System Architecture

TensorRT-LLM is designed with a layered architecture that combines a Python API frontend with highly optimized execution backends. This design enables both ease of use and maximum performance for LLM inference on NVIDIA GPUs.

High-Level Architecture

The system follows a three-layer architecture:

The PyTorch backend is the default and recommended backend for most use cases.
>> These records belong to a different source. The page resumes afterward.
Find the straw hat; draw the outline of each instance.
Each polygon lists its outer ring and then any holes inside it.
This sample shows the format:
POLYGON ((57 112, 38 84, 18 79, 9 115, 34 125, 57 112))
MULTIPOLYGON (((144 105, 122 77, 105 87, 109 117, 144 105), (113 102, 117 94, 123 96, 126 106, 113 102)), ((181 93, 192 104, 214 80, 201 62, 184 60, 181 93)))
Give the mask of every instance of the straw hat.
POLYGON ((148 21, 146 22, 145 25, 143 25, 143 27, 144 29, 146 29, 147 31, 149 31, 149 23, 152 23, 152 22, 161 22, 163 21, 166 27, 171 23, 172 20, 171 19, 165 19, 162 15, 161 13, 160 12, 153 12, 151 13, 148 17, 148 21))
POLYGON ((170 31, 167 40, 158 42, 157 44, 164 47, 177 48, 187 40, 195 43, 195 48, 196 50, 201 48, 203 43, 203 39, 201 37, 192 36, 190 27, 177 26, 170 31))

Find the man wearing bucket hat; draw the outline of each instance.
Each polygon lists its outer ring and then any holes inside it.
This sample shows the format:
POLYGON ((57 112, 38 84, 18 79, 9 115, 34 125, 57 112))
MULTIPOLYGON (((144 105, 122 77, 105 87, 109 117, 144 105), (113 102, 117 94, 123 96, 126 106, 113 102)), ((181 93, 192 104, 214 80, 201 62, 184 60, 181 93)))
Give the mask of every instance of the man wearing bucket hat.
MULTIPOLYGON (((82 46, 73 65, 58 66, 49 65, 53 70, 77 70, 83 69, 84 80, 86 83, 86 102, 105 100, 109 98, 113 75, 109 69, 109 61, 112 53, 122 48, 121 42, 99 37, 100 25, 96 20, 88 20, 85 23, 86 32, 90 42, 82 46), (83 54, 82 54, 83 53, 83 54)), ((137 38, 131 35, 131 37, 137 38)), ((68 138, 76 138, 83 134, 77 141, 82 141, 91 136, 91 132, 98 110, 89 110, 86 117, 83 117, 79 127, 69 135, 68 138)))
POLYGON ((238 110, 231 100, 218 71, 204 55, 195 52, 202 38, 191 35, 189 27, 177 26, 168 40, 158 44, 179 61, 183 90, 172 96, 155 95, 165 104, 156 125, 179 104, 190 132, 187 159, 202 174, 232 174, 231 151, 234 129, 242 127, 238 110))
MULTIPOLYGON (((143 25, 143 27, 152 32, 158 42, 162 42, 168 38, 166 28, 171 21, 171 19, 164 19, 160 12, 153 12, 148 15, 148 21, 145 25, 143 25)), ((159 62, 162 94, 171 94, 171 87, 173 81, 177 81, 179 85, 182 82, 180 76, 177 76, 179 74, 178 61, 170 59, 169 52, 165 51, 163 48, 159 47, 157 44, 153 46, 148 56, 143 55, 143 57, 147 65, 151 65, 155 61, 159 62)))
It provides the best balance of performance and flexibility.

Core Components

TensorRT-LLM’s architecture is built around several key components that work together to deliver high-performance inference:

LLM API (Entry Point)

The LLM class in tensorrt_llm/llmapi/llm.py serves as the main entry point for users:

from tensorrt_llm import LLM

# Initialize with any HuggingFace model
llm = LLM(model="TinyLlama/TinyLlama-1.1B-Chat-v1.0")

# Generate text
output = llm.generate("Hello, my name is")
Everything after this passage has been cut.